Marx Flunks Out

The push for structural change in the East bloc - for free elections, for a shift to a more open market system - will soon create a demand for reform in other social structures in these nations. One of the most important is education. As the rigid mental framework of Stalinism-Leninism comes under attack, so the whole idea of Marxist education should be thrown open, and new values, beliefs, debates, world-views, and information be considered.
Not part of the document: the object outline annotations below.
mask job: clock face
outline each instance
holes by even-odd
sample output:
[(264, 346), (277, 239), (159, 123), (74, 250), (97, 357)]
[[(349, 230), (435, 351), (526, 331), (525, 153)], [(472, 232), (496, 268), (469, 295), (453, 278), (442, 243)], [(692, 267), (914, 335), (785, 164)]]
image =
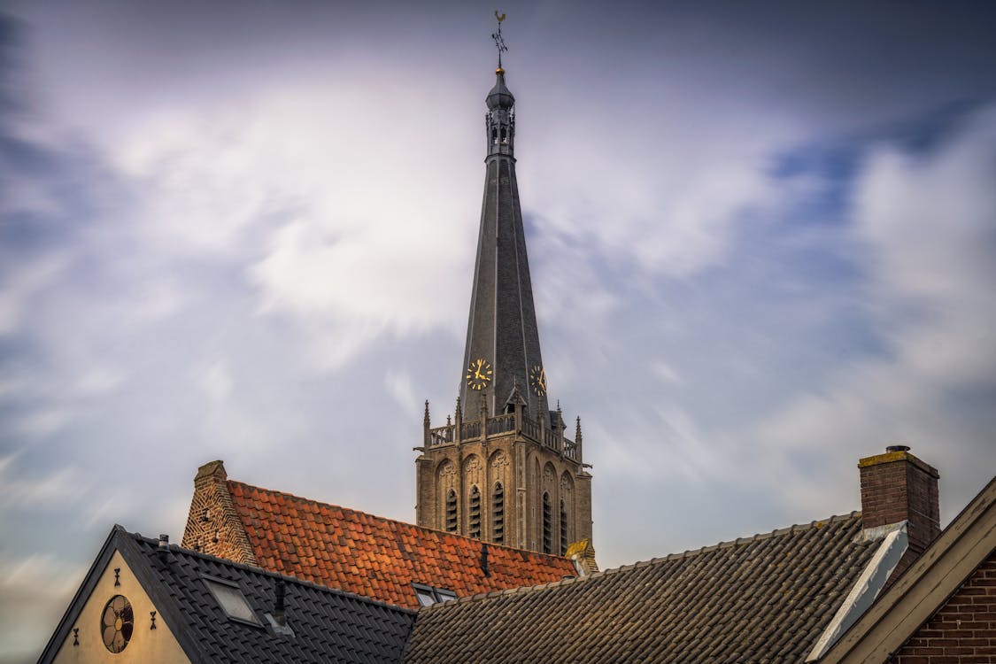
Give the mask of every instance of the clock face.
[(470, 389), (484, 389), (491, 382), (491, 364), (483, 357), (470, 362), (467, 367), (467, 387)]
[(537, 396), (545, 396), (547, 393), (547, 371), (539, 364), (533, 364), (529, 369), (529, 384)]
[(131, 640), (134, 629), (134, 612), (131, 602), (124, 595), (115, 595), (101, 614), (101, 635), (104, 645), (111, 652), (121, 652)]

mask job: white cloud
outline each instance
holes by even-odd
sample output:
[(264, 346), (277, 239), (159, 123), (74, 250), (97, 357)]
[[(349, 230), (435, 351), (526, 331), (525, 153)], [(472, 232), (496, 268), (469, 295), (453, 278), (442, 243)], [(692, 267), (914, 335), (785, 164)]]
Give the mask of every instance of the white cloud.
[(418, 397), (411, 386), (411, 376), (404, 371), (388, 371), (383, 377), (387, 392), (401, 406), (401, 410), (414, 420), (419, 414)]
[(74, 468), (60, 468), (42, 477), (11, 476), (12, 456), (0, 464), (0, 505), (4, 509), (19, 506), (50, 509), (79, 499), (88, 491), (89, 482)]
[[(757, 476), (778, 476), (787, 501), (839, 503), (829, 496), (856, 480), (850, 468), (800, 473), (798, 455), (857, 459), (910, 445), (958, 478), (941, 506), (948, 516), (996, 467), (992, 416), (958, 405), (991, 394), (996, 375), (994, 181), (996, 109), (928, 153), (882, 145), (870, 155), (854, 231), (872, 250), (867, 306), (888, 346), (842, 363), (828, 389), (796, 397), (750, 432), (751, 449), (764, 450)], [(783, 467), (772, 468), (778, 459)]]

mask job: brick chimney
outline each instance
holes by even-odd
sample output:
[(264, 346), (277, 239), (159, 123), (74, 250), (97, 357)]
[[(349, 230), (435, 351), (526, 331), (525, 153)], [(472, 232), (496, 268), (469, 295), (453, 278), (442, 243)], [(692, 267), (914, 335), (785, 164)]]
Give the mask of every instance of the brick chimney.
[(912, 563), (940, 535), (937, 469), (912, 454), (905, 445), (890, 445), (884, 454), (858, 462), (862, 477), (862, 521), (866, 534), (907, 522), (909, 549), (896, 568)]
[(245, 527), (232, 504), (222, 461), (211, 461), (197, 469), (181, 546), (236, 562), (256, 564)]

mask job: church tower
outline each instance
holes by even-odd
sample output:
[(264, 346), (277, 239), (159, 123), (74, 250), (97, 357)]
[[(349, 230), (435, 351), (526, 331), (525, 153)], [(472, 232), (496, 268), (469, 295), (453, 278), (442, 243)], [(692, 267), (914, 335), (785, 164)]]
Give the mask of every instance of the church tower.
[[(500, 27), (500, 24), (499, 24)], [(425, 404), (415, 461), (419, 526), (483, 542), (591, 555), (592, 476), (551, 410), (515, 179), (515, 98), (499, 66), (486, 98), (484, 202), (467, 342), (452, 417)]]

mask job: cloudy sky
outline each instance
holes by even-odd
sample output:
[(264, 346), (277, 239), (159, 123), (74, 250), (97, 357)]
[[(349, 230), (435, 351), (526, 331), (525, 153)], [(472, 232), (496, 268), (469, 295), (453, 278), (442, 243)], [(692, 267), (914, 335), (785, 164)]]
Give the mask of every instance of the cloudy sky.
[[(616, 566), (996, 468), (986, 3), (508, 3), (551, 396)], [(197, 466), (405, 521), (452, 410), (495, 7), (0, 5), (0, 662)]]

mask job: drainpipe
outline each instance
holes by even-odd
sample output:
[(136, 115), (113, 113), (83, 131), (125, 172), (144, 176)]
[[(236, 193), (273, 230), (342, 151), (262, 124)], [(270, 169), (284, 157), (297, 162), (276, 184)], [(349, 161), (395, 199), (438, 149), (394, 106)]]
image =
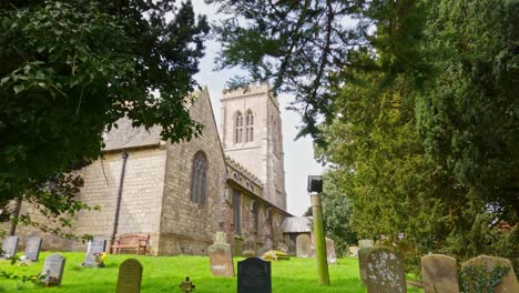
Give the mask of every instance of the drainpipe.
[(10, 236), (14, 236), (14, 233), (17, 232), (18, 216), (20, 216), (21, 202), (22, 196), (20, 195), (17, 198), (17, 205), (14, 206), (14, 212), (12, 213), (11, 229), (9, 230)]
[[(113, 232), (112, 232), (112, 238), (110, 239), (110, 242), (111, 242), (112, 245), (115, 243), (115, 234), (118, 234), (119, 212), (121, 210), (121, 199), (122, 199), (122, 191), (123, 191), (123, 183), (124, 183), (124, 172), (126, 170), (128, 155), (129, 154), (123, 150), (122, 153), (121, 153), (122, 169), (121, 169), (121, 179), (119, 181), (118, 203), (115, 205), (115, 219), (113, 220)], [(111, 251), (111, 253), (113, 253), (113, 251)]]

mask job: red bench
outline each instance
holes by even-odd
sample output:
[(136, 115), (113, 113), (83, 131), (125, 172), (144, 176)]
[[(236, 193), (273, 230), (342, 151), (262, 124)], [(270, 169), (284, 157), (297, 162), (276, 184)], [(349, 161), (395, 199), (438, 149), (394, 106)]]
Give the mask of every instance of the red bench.
[(115, 244), (112, 245), (112, 250), (115, 250), (115, 254), (119, 254), (122, 249), (133, 249), (136, 254), (141, 254), (142, 249), (144, 252), (143, 254), (146, 254), (149, 241), (149, 234), (122, 234), (115, 241)]

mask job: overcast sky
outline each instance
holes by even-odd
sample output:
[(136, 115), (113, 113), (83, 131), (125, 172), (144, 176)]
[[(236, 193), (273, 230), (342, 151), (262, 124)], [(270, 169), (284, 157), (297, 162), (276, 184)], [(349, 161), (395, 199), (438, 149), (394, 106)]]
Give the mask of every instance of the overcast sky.
[[(206, 6), (203, 0), (193, 0), (193, 6), (196, 13), (206, 14), (210, 21), (217, 19), (214, 7)], [(240, 71), (240, 69), (213, 71), (214, 58), (220, 46), (214, 41), (208, 41), (205, 46), (205, 57), (202, 59), (200, 73), (195, 75), (195, 79), (201, 85), (207, 85), (216, 123), (220, 128), (220, 99), (222, 98), (222, 90), (227, 80), (244, 72)], [(302, 125), (302, 122), (297, 113), (285, 110), (293, 100), (293, 97), (282, 94), (277, 99), (282, 105), (285, 186), (288, 212), (294, 215), (302, 215), (311, 205), (309, 195), (306, 192), (307, 175), (319, 175), (323, 173), (324, 168), (314, 160), (311, 138), (302, 138), (294, 141), (297, 128)]]

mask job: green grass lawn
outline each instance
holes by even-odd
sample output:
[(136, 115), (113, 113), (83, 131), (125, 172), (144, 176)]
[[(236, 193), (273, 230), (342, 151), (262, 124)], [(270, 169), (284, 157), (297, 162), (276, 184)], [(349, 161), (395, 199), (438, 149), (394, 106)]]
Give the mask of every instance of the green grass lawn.
[[(11, 265), (8, 261), (0, 261), (0, 270), (14, 272), (18, 275), (33, 275), (41, 272), (43, 260), (51, 253), (40, 255), (40, 262), (30, 266)], [(118, 266), (125, 259), (138, 259), (143, 267), (143, 293), (181, 292), (179, 284), (184, 276), (191, 276), (196, 285), (195, 293), (203, 292), (236, 292), (236, 277), (213, 276), (206, 256), (135, 256), (109, 255), (106, 267), (82, 267), (84, 253), (63, 253), (67, 257), (63, 282), (59, 287), (40, 287), (31, 283), (6, 281), (0, 279), (0, 292), (61, 292), (61, 293), (105, 293), (115, 292)], [(236, 270), (237, 261), (234, 259)], [(329, 266), (330, 286), (317, 285), (315, 259), (296, 259), (272, 263), (273, 292), (366, 292), (358, 279), (357, 259), (339, 259), (337, 265)], [(420, 292), (409, 289), (408, 292)]]

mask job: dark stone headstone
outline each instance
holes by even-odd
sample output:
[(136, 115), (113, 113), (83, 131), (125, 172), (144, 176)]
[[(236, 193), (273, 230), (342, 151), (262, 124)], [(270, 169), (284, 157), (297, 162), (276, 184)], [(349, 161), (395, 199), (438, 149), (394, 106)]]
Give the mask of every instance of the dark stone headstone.
[(358, 250), (358, 271), (359, 271), (359, 274), (360, 274), (360, 284), (363, 286), (366, 286), (366, 261), (367, 261), (367, 255), (369, 254), (369, 252), (372, 251), (373, 247), (367, 247), (367, 249), (360, 249)]
[(41, 251), (41, 238), (32, 236), (26, 242), (26, 256), (29, 261), (38, 262)]
[(142, 264), (135, 259), (125, 260), (119, 265), (118, 287), (115, 293), (140, 293)]
[(17, 254), (18, 236), (7, 236), (2, 242), (3, 257), (12, 257)]
[(421, 277), (425, 293), (459, 293), (456, 260), (444, 254), (421, 257)]
[(231, 254), (231, 245), (226, 243), (226, 234), (216, 232), (213, 240), (213, 245), (207, 249), (211, 272), (213, 275), (234, 276), (233, 255)]
[(61, 254), (52, 254), (45, 257), (43, 269), (41, 270), (42, 275), (52, 276), (55, 279), (54, 285), (60, 285), (63, 279), (65, 257)]
[(406, 293), (406, 272), (398, 254), (387, 247), (373, 247), (366, 256), (368, 293)]
[(96, 266), (95, 254), (103, 253), (106, 249), (106, 240), (94, 239), (89, 241), (86, 245), (86, 254), (84, 255), (83, 265)]
[(257, 257), (238, 262), (237, 293), (271, 293), (271, 263)]
[(301, 234), (296, 238), (296, 255), (297, 257), (312, 256), (312, 241), (307, 234)]

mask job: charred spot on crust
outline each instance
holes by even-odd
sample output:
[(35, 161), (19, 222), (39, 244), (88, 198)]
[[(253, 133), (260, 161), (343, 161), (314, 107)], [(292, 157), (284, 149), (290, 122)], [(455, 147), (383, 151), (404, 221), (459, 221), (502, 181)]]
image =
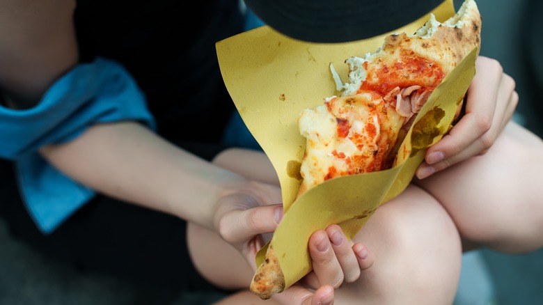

Such changes are already happening in Czechoslovakia. Czech students quoting Thomas Jefferson in the streets last week (something they didn't learn in official courses) have earned a major concession from the Prague regime: The requirement that education ``be in the spirit of Marxism-Leninism'' will be lifted. No longer must they sit four hours a week in classes on scientific communism, and read tortured prose on the theory of Marxist history, such as this model of obfuscation, from one Czech textbook: ``The basic subdivision of the development of human history is the periodization of history.'' Tell us about it.

The students aren't fooled. They've learned more about history in the streets than in class.

What will replace Marxism is education based on ``scientific knowledge and principles of humanitarianism.'' That doesn't yet sound like something the faculty senate at Stanford University would delight over. But it's a start.

The act of ``creating democracy,'' if successful, will require new kinds of education. The need for formal education reform - at all levels of schooling - is obvious. Such reform will be indigenous. But the kinds of ideas and open learning that only a few in the universities are now privy to must be available to all - in East Germany, Hungary, and Poland, as well as Czechoslovakia.

The history of democracy should be taught honestly, beginning in early grades. Students should learn about the Magna Charta, the Reformation, the American Revolution, the tension points between concepts of freedom and equality - and so forth.

New textbooks will be needed. New teacher training. New exchanges with scholars in the West. This could be one of education's most exciting hours.